Correct Answer - Option 4 : -1, -2, -3
Concept:
If A is any square matrix of order n, we can form the matrix [A – λI], where I is the nth order unit matrix. The determinant of this matrix equated to zero i.e. |A – λI| = 0 is called the characteristic equation of A.
The roots of the characteristic equation are called Eigenvalues or latent roots or characteristic roots of matrix A.

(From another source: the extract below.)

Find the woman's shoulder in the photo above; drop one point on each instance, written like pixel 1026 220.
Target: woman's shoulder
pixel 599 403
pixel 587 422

Properties of Eigenvalues:
The sum of Eigenvalues of a matrix A is equal to the trace of that matrix A
The product of Eigenvalues of a matrix A is equal to the determinant of that matrix A
Calculation:
From the given state-space representation, the system matrix is
\(A = \left[ {\begin{array}{*{20}{c}}
0&1&0\\
3&0&2\\
{ - 12}&{ - 7}&{ - 6}
\end{array}} \right]\)
\(\left[ {sI - A} \right] = \left[ {\begin{array}{*{20}{c}}
s&{ - 1}&0\\
{ - 3}&s&{ - 2}\\
{12}&7&{s + 6}
\end{array}} \right]\)
\(\left| {sI - A} \right| = \left| {\begin{array}{*{20}{c}}
s&{ - 1}&0\\
{ - 3}&s&{ - 2}\\
{12}&7&{s + 6}
\end{array}} \right| = 0\)
⇒ s [ s(s + 6) + 14] + 1 [-3(s + 6) + 24] = 0
⇒ s3 + 6s2 + 14s – 3s – 18 + 24 = 0
⇒ s3 + 6s2 + 11s + 6 = 0
⇒ s = -1, -2, -3
Alternate Method:
Given matrix, \(A = \left[ {\begin{array}{*{20}{c}}
0&1&0\\
3&0&2\\
{ - 12}&{ - 7}&{ - 6}
\end{array}} \right]\)
Sum of Eigen values of a matrix A = Trace of the matrix A = 0 + 0 - 6 = -6
Clearly, only option 2 holds this true.